Shulou(Shulou.com)06/02 Report--

This article mainly introduces "how to reference C language structure pointer". In daily operation, I believe many people have doubts about how to reference C language structure pointer. The editor consulted all kinds of materials and sorted out simple and easy-to-use operation methods. I hope it will be helpful to answer the question of "how to quote C language structure pointer"! Next, please follow the editor to study!

Structure pointers, which can be subdivided into pointers to structure variables and pointers to structure arrays.

A pointer to a structural variable

Earlier, we used the "structure variable name." the member name refers to the members in the structure variable, in addition to this method, you can also use pointers.

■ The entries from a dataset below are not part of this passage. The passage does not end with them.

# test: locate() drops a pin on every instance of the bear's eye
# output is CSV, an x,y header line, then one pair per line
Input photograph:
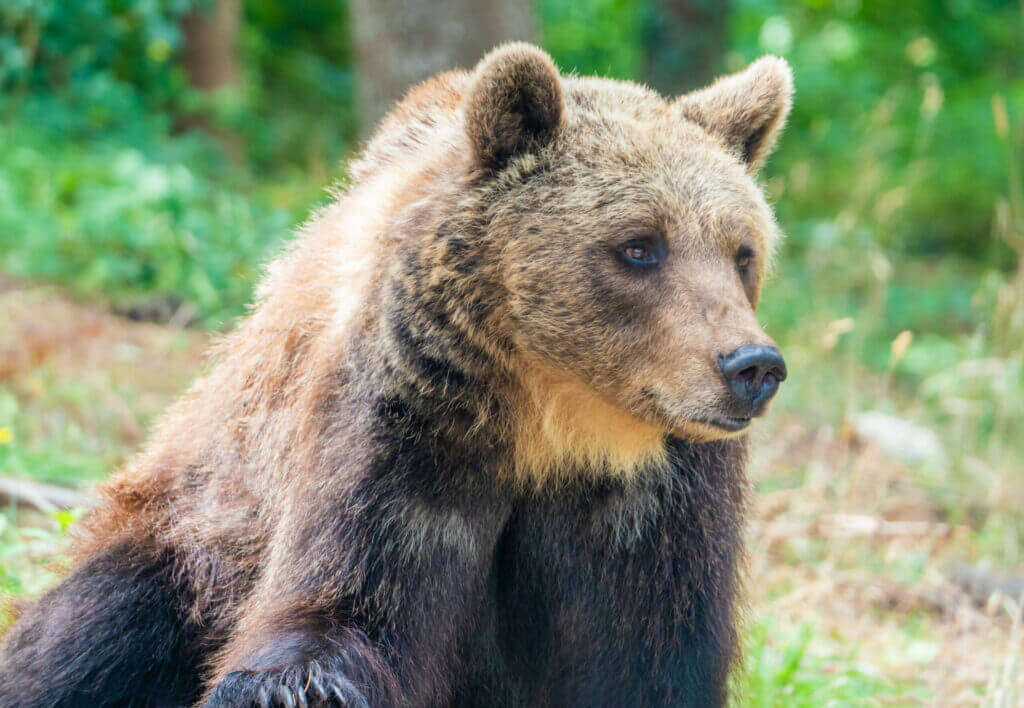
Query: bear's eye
x,y
642,253
744,256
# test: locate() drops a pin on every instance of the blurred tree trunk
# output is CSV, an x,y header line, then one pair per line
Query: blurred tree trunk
x,y
684,43
210,57
401,42
210,54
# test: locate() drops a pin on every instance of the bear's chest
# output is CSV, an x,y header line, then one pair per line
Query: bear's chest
x,y
587,602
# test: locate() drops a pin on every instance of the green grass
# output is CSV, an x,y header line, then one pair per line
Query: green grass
x,y
795,667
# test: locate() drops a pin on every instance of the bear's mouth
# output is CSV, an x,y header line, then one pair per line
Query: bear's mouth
x,y
729,423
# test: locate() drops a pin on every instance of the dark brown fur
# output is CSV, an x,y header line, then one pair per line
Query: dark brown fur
x,y
456,455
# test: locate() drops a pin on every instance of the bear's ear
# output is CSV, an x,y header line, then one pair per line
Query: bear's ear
x,y
747,110
514,102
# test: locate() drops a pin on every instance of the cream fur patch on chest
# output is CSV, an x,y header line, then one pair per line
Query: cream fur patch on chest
x,y
563,428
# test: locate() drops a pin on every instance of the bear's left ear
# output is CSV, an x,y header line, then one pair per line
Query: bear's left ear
x,y
514,102
747,110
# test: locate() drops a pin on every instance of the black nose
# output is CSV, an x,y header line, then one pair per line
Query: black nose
x,y
753,373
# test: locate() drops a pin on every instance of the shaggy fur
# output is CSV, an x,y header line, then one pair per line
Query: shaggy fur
x,y
458,454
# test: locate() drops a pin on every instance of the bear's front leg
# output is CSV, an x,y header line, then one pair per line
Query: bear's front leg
x,y
364,608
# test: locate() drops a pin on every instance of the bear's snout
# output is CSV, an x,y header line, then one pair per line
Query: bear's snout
x,y
753,373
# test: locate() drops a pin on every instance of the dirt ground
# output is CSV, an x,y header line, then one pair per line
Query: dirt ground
x,y
842,540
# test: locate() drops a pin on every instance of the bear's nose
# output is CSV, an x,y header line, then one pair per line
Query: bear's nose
x,y
753,373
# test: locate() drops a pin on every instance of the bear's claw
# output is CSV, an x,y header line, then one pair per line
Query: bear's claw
x,y
294,688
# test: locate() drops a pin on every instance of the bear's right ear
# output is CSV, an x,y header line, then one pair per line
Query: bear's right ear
x,y
514,102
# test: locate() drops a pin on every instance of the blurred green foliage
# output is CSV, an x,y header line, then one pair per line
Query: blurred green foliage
x,y
892,140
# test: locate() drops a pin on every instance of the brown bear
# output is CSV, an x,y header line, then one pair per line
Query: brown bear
x,y
480,441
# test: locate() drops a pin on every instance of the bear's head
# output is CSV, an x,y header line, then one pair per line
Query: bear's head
x,y
632,241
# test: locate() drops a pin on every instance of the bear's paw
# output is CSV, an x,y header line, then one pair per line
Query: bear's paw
x,y
312,685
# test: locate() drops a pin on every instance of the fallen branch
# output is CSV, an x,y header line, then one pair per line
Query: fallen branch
x,y
981,584
40,496
848,526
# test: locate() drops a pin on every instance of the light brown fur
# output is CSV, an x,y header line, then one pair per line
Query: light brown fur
x,y
468,269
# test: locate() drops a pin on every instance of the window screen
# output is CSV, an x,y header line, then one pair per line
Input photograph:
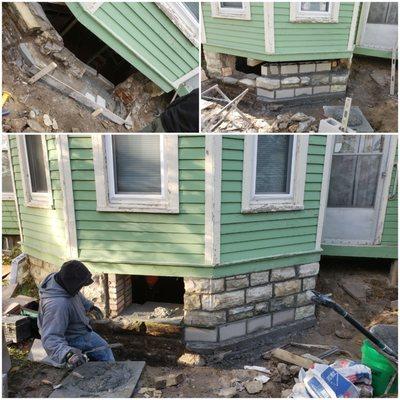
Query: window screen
x,y
274,159
383,13
314,6
7,182
355,171
231,4
37,168
137,165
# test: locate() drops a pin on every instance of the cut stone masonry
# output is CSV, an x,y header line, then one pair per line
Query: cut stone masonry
x,y
226,310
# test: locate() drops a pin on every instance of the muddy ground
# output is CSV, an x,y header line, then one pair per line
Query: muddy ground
x,y
368,87
161,353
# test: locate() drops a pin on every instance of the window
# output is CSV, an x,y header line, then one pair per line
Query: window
x,y
231,10
383,13
274,168
137,173
355,170
317,12
35,170
7,192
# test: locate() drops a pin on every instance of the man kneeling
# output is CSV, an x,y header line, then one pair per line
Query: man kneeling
x,y
63,322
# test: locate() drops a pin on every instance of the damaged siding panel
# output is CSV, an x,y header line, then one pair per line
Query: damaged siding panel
x,y
144,36
43,230
294,38
9,218
262,235
134,238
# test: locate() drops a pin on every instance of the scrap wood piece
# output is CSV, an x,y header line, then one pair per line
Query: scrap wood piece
x,y
291,358
44,71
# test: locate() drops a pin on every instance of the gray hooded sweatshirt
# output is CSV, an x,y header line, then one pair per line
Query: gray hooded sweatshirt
x,y
61,317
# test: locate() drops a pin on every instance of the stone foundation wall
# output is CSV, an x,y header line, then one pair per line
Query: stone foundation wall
x,y
225,310
284,81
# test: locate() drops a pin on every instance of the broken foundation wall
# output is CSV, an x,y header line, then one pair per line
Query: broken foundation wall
x,y
222,312
283,81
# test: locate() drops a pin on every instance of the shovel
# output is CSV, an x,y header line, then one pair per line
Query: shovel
x,y
326,301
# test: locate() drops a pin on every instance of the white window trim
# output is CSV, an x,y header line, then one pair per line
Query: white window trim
x,y
231,13
329,17
274,202
39,200
7,195
167,202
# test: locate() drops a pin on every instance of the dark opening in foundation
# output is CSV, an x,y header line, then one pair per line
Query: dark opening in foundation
x,y
87,46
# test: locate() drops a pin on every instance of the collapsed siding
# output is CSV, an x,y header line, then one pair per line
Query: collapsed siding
x,y
9,218
293,41
140,238
141,28
263,235
43,230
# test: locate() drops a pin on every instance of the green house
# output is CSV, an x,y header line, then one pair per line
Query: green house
x,y
290,50
227,227
10,228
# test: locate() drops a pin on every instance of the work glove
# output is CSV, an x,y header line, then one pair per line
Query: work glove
x,y
96,313
75,358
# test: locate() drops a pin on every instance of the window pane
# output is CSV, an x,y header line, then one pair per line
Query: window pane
x,y
137,164
231,4
367,180
37,169
314,6
7,183
274,158
342,181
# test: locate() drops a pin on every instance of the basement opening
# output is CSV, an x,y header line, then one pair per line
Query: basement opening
x,y
156,299
86,46
241,65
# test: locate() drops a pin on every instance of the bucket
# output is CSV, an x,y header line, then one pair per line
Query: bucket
x,y
381,368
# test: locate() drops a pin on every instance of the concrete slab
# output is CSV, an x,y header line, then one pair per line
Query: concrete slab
x,y
143,313
357,121
102,379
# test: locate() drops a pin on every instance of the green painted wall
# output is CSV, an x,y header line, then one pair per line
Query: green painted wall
x,y
140,238
141,28
263,235
293,41
9,218
43,232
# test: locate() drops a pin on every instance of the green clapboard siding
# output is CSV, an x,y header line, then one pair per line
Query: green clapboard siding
x,y
265,235
9,218
43,230
293,41
140,238
142,34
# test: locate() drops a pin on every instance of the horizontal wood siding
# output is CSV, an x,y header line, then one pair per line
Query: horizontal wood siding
x,y
135,238
270,234
43,230
142,28
293,41
390,227
9,218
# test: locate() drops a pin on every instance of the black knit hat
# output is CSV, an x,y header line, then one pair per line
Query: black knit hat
x,y
73,276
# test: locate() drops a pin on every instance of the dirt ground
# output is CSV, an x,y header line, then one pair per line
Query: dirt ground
x,y
27,379
368,87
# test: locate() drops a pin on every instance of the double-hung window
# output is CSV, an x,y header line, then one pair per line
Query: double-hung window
x,y
311,11
35,170
137,173
274,169
231,10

As mentioned earlier, & student1 represents the first address of the structure variable student1, that is, the address of the first item of student1. If you define a pointer variable p to point to this address, p can point to any member of the structure variable student1.

So, what type is this pointer variable defined? Can only be defined as a structure type, and point to what structure type of structure variable, what kind of structure type should be defined. For example, if you point to a structure variable of type struct STUDENT, then the pointer variable must be defined as a struct STUDENT* type.

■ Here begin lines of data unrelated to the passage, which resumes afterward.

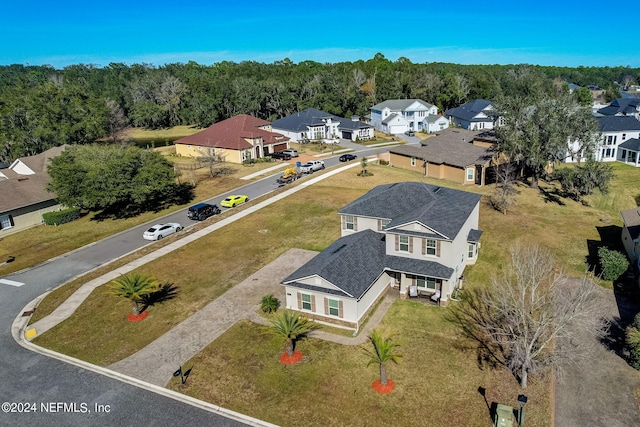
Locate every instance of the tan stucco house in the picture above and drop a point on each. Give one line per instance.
(233, 140)
(457, 155)
(23, 189)
(401, 236)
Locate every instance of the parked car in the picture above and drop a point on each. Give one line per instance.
(281, 155)
(233, 201)
(347, 157)
(312, 166)
(202, 211)
(158, 231)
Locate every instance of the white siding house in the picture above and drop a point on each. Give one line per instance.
(397, 236)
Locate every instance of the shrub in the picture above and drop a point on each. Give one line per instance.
(61, 217)
(613, 263)
(269, 304)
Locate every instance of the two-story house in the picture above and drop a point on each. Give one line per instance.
(403, 235)
(399, 115)
(233, 140)
(315, 125)
(620, 141)
(474, 115)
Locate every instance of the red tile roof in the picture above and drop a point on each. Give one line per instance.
(232, 133)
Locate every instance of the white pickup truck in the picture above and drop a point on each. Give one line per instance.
(312, 166)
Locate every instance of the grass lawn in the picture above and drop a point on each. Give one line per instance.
(438, 380)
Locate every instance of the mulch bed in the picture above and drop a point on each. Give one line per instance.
(140, 317)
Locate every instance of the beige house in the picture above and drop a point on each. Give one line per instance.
(409, 236)
(23, 186)
(458, 155)
(235, 140)
(631, 234)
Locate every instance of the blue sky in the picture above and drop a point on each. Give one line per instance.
(563, 33)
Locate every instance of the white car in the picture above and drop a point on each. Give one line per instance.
(158, 231)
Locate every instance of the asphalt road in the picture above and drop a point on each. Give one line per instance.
(62, 394)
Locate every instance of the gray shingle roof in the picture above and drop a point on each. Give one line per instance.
(441, 209)
(354, 262)
(399, 104)
(470, 110)
(299, 122)
(617, 123)
(632, 144)
(631, 218)
(443, 151)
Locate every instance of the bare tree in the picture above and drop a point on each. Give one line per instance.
(532, 318)
(118, 124)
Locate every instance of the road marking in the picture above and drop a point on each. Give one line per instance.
(10, 283)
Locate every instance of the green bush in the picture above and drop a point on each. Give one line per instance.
(613, 263)
(61, 217)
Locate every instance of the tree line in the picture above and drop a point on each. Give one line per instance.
(42, 107)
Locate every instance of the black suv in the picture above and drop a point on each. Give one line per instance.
(202, 211)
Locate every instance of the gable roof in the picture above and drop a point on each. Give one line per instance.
(621, 106)
(441, 209)
(471, 110)
(21, 190)
(617, 123)
(232, 134)
(354, 262)
(299, 122)
(400, 104)
(631, 218)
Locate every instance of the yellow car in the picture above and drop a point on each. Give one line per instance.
(232, 201)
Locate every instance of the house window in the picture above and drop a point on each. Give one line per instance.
(306, 301)
(6, 221)
(404, 243)
(334, 307)
(470, 174)
(349, 222)
(431, 247)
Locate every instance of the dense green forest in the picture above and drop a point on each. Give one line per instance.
(42, 107)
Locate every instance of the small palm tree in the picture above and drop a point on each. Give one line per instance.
(134, 287)
(290, 326)
(269, 304)
(383, 352)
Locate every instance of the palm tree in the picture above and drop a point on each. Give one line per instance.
(383, 352)
(290, 326)
(134, 287)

Let's modify the previous program in the form of a pointer:

# include # include struct AGE {int year; int month; int day;}; struct STUDENT {char name [20]; / / name int num; / / Student ID struct AGE birthday; / / Birthday float score; / / score}; int main (void) {struct STUDENT student1; / * define the structure variable student1*/ struct STUDENT * p = NULL with the struct STUDENT structure type / * define a pointer variable pause / p = & student1; / * p pointing to the structure variable student1, that is, the address of the first member * / strcpy ((* p). Name, "Xiao Ming"); / (* p) .name is equivalent to student1.name (* p). Birthday.year = 1989; (* p). Birthday.month = 3; (* p). Birthday.day = 29 (* p) .num = 1207041; (* p) .score = 100; printf ("name:% s\ n", (* p) .name); / / (* p) .name cannot be written as p printf ("birthday:% d-%d-%d\ n", (* p) .birthday.year, (* p) .birthday.month, (* p) .day.day); printf ("num:% d\ n", (* p) .num) Printf ("score:% .1f\ n", (* p) .score); return 0;}

The output is as follows:

Name: Xiao Ming

Birthday: 1989-3-29

Num: 1207041

Score: 100.0

As we can see, the way to refer to a member of a structure variable with a pointer is:

(* pointer variable name). Member name

Note that the parentheses on both sides of * p cannot be omitted because the member operator "." Takes precedence over the pointer operator "*", so if parentheses on both sides of * p are omitted, then * p.num is equivalent to * (p.num).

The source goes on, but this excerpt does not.